Does Medicare Cover the Cost of a Lift Chair?
Navigate Medicare's coverage for lift chairs. Learn about eligibility, specific requirements, costs, and how different plans may affect your benefits.
Navigate Medicare's coverage for lift chairs. Learn about eligibility, specific requirements, costs, and how different plans may affect your benefits.
Lift chairs serve as valuable mobility aids, assisting individuals in transitioning between sitting and standing. Many people inquire about Medicare coverage for these devices. Understanding Medicare’s provisions involves specific guidelines and requirements.
Medicare Part B, which is medical insurance, covers Durable Medical Equipment (DME). DME refers to equipment that withstands repeated use, serves a medical purpose, is suitable for home use, and lasts at least three years. Lift chairs are categorized as DME by Medicare. Coverage for any DME under Medicare Part B is contingent upon medical necessity.
For a lift chair’s seat lift mechanism to be covered, Medicare applies specific medical necessity criteria. An individual must have severe arthritis in the hip or knee or a severe neuromuscular disease. The person must also be completely unable to stand up from a regular armchair or any chair in their home without assistance. Once standing, the individual must demonstrate the ability to ambulate, meaning they can walk independently or with the aid of a cane or walker.
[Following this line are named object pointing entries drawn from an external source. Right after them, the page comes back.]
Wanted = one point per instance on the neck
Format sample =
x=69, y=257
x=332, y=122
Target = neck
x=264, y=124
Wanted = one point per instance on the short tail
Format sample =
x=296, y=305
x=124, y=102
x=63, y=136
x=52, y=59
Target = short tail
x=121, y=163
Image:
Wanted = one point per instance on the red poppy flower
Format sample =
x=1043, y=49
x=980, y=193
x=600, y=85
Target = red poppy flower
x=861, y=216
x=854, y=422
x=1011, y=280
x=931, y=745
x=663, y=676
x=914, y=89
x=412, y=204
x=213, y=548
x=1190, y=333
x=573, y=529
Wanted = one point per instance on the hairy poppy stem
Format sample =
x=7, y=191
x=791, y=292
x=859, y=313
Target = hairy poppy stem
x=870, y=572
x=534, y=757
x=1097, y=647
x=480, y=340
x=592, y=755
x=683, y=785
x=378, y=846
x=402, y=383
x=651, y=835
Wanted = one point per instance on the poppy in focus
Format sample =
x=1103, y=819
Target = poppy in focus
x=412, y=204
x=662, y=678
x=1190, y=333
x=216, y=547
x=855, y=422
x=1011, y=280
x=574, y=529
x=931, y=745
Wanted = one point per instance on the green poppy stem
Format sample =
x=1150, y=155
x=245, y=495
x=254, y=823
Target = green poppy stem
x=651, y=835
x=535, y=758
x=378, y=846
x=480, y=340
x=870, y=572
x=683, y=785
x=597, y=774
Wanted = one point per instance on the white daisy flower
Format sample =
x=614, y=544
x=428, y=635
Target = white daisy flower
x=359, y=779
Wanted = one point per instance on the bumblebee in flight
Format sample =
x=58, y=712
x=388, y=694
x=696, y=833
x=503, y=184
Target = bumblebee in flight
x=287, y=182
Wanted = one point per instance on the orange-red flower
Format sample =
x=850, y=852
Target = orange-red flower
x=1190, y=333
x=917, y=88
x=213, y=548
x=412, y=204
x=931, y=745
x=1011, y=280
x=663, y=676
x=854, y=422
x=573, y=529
A physician’s order or prescription is a mandatory component for coverage. This document must explicitly state the medical necessity of the lift chair for home use, as part of the physician’s course of treatment. The prescribing physician must complete specific sections on the “Certificate of Medical Necessity for Seat Lift Mechanisms form” (Medicare form CMS-849). Medicare only covers the motorized seat lift mechanism itself. The cost of the chair’s frame, upholstery, cushioning, or any other comfort-related features is not covered.
When obtaining a lift chair through Original Medicare Part B, beneficiaries are responsible for financial obligations. The annual Medicare Part B deductible for 2025 is $257. After this deductible has been met, Medicare pays 80% of the Medicare-approved amount for the covered seat lift mechanism. The beneficiary is then responsible for the remaining 20% coinsurance.
Obtain the lift chair from a Medicare-approved supplier. These suppliers must be enrolled in the Medicare program, often requiring accreditation and a surety bond to ensure compliance with quality standards. To minimize out-of-pocket expenses, choose a supplier who accepts Medicare assignment. A supplier who accepts assignment agrees to accept Medicare’s approved amount as full payment, meaning they cannot charge the beneficiary more than the applicable deductible and 20% coinsurance.
While Original Medicare (Parts A and B) provides a standardized framework for coverage, Medicare Advantage (Part C) plans operate differently. Medicare Advantage plans are offered by private insurance companies and are required by law to cover at least the same services and items as Original Medicare, including medically necessary durable medical equipment.
However, Medicare Advantage plans often have their own specific rules, networks of approved suppliers, and cost-sharing structures, which can differ from Original Medicare. These plans may require prior authorization or dictate specific brands or suppliers. Individuals enrolled in a Medicare Advantage plan should contact their plan provider to understand their precise coverage details, potential out-of-pocket costs, and network requirements for durable medical equipment.